Following a strict routine. I knew I needed help when I realized I was physically incapable of making my morning coffee & getting the cat her breakfast unless I did it in a very specific order, down to which hand picked up the fork and where I put down the cat’s arthritis medicine. If I didn’t do it in the same order, or something disrupted the routine, the day was ruined and I spent all day looking forward to trying again the next morning.
Intrusive thoughts. “Your hands are dirty” is one of my most common ones. This leads to a lot of covert hand sanitizing, unnecessary trips to the bathroom to wash my hands, and a rigorous cleaning of everything I touch throughout the day. The other intrusive thought is “your scalp is dirty,” which leads to:
Hair pulling. I didn’t know this was what I was doing, and I’ve been doing it since middle school. I used to spend over an hour every day sitting on the bathroom sink, staring at my parent’s vanity mirror, and carefully plucking hairs from my head that looked wrong. I can’t tell you what makes a hair right or wrong (which, wow! who knew that mental illness wasn’t logical!). I didn’t know what hair pulling was, and even if I did, I wouldn’t have believed what I was doing counted as “hair pulling.” I was hair plucking. I was using tweezers, not my hands. My hair was not coming out in clumps while I had a breakdown. Nothing about this habit was hair pulling. In college, when I shared a bathroom with 20-some girls in my freshman dorm and could no longer spend an hour diligently removing the incorrect hairs on my head, I stopped hair pulling. But the intrusive thoughts remained: Your scalp is dirty, and these hairs are wrong. Enter:
Skin picking. I started to scratch my scalp raw in very small sections, believing that 1) no one could see what I was doing, and 2) I was removing dead skin cells, so actually this was healthy. My scalp would scab overnight, and I would spend all day re-picking those spots raw. Even now I fall into this pattern when I’m anxious, and my head is covered in small bumps, scar tissue from where my body finally managed to heal by sealing my scalp off, impenetrable to my nails.
Okay, friends. This is already too long, and my scalp is starting to tingle because I’m thinking about it too much.
I will say that things are better now.
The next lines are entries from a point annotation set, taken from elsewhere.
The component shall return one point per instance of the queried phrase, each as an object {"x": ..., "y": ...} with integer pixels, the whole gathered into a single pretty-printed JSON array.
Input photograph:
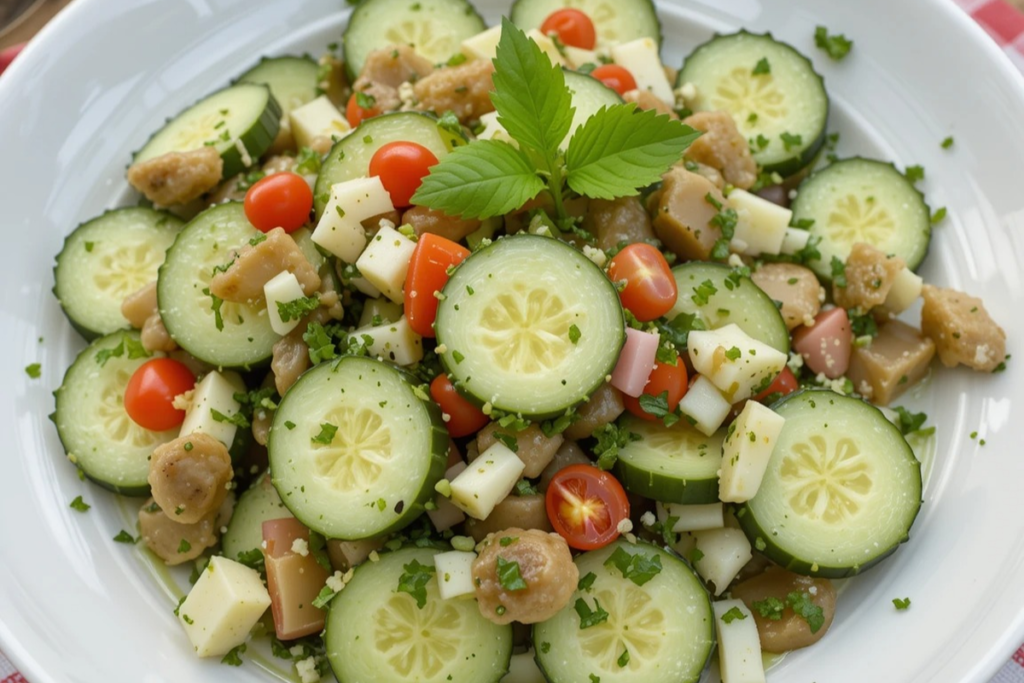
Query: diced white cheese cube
[
  {"x": 318, "y": 118},
  {"x": 485, "y": 483},
  {"x": 340, "y": 227},
  {"x": 761, "y": 225},
  {"x": 455, "y": 573},
  {"x": 640, "y": 57},
  {"x": 747, "y": 451},
  {"x": 705, "y": 406},
  {"x": 734, "y": 361},
  {"x": 222, "y": 606},
  {"x": 385, "y": 262},
  {"x": 738, "y": 644},
  {"x": 214, "y": 395}
]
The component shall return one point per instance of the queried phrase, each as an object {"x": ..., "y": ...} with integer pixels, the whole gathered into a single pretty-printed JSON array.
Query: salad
[{"x": 580, "y": 294}]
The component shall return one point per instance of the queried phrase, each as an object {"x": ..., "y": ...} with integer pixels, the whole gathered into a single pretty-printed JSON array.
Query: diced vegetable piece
[{"x": 222, "y": 606}]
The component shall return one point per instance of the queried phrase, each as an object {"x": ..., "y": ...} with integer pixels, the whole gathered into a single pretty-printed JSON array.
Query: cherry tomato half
[
  {"x": 151, "y": 392},
  {"x": 355, "y": 113},
  {"x": 401, "y": 166},
  {"x": 280, "y": 200},
  {"x": 572, "y": 28},
  {"x": 650, "y": 289},
  {"x": 464, "y": 418},
  {"x": 670, "y": 380},
  {"x": 586, "y": 505},
  {"x": 615, "y": 77}
]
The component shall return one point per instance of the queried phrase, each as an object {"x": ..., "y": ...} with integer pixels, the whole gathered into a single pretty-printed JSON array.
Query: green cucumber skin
[{"x": 764, "y": 541}]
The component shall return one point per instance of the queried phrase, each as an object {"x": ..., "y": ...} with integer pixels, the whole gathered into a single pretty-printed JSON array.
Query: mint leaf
[
  {"x": 479, "y": 180},
  {"x": 532, "y": 102},
  {"x": 622, "y": 148}
]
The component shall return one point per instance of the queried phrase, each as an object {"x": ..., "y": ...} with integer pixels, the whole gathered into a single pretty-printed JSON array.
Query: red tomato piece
[
  {"x": 355, "y": 114},
  {"x": 428, "y": 272},
  {"x": 572, "y": 28},
  {"x": 280, "y": 200},
  {"x": 650, "y": 289},
  {"x": 615, "y": 77},
  {"x": 401, "y": 167},
  {"x": 464, "y": 418},
  {"x": 586, "y": 505},
  {"x": 671, "y": 380},
  {"x": 151, "y": 392}
]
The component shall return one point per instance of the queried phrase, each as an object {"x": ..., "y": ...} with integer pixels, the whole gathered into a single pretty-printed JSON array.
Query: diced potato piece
[
  {"x": 455, "y": 573},
  {"x": 478, "y": 488},
  {"x": 896, "y": 359},
  {"x": 222, "y": 606},
  {"x": 747, "y": 451}
]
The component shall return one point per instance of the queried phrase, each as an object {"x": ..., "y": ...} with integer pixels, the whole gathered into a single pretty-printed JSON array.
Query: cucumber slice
[
  {"x": 666, "y": 625},
  {"x": 718, "y": 295},
  {"x": 108, "y": 258},
  {"x": 862, "y": 200},
  {"x": 96, "y": 432},
  {"x": 354, "y": 452},
  {"x": 434, "y": 28},
  {"x": 675, "y": 464},
  {"x": 841, "y": 491},
  {"x": 791, "y": 99},
  {"x": 377, "y": 633},
  {"x": 240, "y": 122},
  {"x": 615, "y": 23},
  {"x": 349, "y": 158},
  {"x": 506, "y": 322}
]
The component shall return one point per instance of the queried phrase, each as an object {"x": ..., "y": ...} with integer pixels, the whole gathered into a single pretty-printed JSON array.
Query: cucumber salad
[{"x": 511, "y": 353}]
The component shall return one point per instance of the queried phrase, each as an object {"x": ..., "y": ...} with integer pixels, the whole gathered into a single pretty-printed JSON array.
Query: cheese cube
[
  {"x": 215, "y": 392},
  {"x": 455, "y": 573},
  {"x": 761, "y": 225},
  {"x": 736, "y": 364},
  {"x": 318, "y": 118},
  {"x": 385, "y": 262},
  {"x": 640, "y": 57},
  {"x": 738, "y": 644},
  {"x": 485, "y": 483},
  {"x": 340, "y": 227},
  {"x": 222, "y": 606},
  {"x": 747, "y": 451}
]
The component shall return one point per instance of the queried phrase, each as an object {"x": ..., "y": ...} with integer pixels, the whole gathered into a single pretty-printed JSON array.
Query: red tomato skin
[
  {"x": 615, "y": 77},
  {"x": 464, "y": 418},
  {"x": 428, "y": 273},
  {"x": 280, "y": 200},
  {"x": 152, "y": 390},
  {"x": 650, "y": 290},
  {"x": 401, "y": 167},
  {"x": 664, "y": 378},
  {"x": 591, "y": 486},
  {"x": 572, "y": 27}
]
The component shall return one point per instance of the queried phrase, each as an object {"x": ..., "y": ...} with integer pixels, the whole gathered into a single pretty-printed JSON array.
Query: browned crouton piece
[{"x": 962, "y": 329}]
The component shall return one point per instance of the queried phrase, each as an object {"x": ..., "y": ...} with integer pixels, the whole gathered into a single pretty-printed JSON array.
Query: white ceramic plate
[{"x": 75, "y": 606}]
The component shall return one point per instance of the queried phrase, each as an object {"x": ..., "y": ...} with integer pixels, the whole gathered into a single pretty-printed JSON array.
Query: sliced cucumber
[
  {"x": 349, "y": 158},
  {"x": 354, "y": 452},
  {"x": 529, "y": 326},
  {"x": 240, "y": 122},
  {"x": 617, "y": 22},
  {"x": 841, "y": 491},
  {"x": 378, "y": 633},
  {"x": 862, "y": 200},
  {"x": 108, "y": 258},
  {"x": 782, "y": 112},
  {"x": 96, "y": 432},
  {"x": 718, "y": 295},
  {"x": 675, "y": 464},
  {"x": 434, "y": 28},
  {"x": 666, "y": 626}
]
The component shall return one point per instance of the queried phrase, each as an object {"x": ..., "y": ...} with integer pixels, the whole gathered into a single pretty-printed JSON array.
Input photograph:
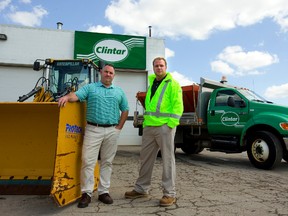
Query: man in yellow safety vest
[{"x": 163, "y": 109}]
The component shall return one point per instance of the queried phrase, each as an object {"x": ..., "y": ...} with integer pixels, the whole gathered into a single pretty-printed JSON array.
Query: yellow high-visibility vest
[{"x": 166, "y": 106}]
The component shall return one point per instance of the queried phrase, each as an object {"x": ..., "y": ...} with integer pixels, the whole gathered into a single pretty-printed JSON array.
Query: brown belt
[{"x": 101, "y": 125}]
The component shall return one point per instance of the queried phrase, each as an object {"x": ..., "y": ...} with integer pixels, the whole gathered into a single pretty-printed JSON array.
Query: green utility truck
[{"x": 225, "y": 118}]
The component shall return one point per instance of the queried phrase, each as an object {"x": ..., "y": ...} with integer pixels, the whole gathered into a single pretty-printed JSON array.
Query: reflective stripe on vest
[{"x": 157, "y": 113}]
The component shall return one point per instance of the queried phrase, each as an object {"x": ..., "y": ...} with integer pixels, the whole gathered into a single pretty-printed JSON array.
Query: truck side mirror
[
  {"x": 36, "y": 66},
  {"x": 231, "y": 101}
]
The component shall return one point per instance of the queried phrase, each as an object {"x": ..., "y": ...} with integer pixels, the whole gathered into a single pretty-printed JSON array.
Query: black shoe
[
  {"x": 105, "y": 198},
  {"x": 84, "y": 201}
]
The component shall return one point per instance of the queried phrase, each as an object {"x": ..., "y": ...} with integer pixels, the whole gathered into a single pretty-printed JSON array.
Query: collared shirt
[{"x": 103, "y": 104}]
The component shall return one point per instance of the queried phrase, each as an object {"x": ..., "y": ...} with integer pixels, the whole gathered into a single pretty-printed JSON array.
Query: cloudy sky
[{"x": 247, "y": 41}]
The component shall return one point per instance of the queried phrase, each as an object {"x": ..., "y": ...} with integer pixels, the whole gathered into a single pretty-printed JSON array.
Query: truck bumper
[{"x": 286, "y": 142}]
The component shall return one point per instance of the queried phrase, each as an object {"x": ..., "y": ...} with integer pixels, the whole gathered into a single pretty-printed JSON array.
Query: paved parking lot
[{"x": 207, "y": 184}]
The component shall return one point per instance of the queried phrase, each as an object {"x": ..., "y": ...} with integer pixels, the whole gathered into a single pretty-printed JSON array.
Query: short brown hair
[{"x": 160, "y": 58}]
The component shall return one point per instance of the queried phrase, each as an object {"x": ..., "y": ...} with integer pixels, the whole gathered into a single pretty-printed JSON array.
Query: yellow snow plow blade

Two years of diligent therapy and very long, nearly unbearable weeks of slowly breaking down my compulsions did, in fact, pay off. My therapist told me that maybe I should write about this journey, what it’s been like for me to regain so much time lost to these obsessions and compulsions.
I’ve never been an addict (caffeine is legal and therefore does not count) but I feel like I’m in recovery right now, on the other side of something that took over my life for so long. More on that later.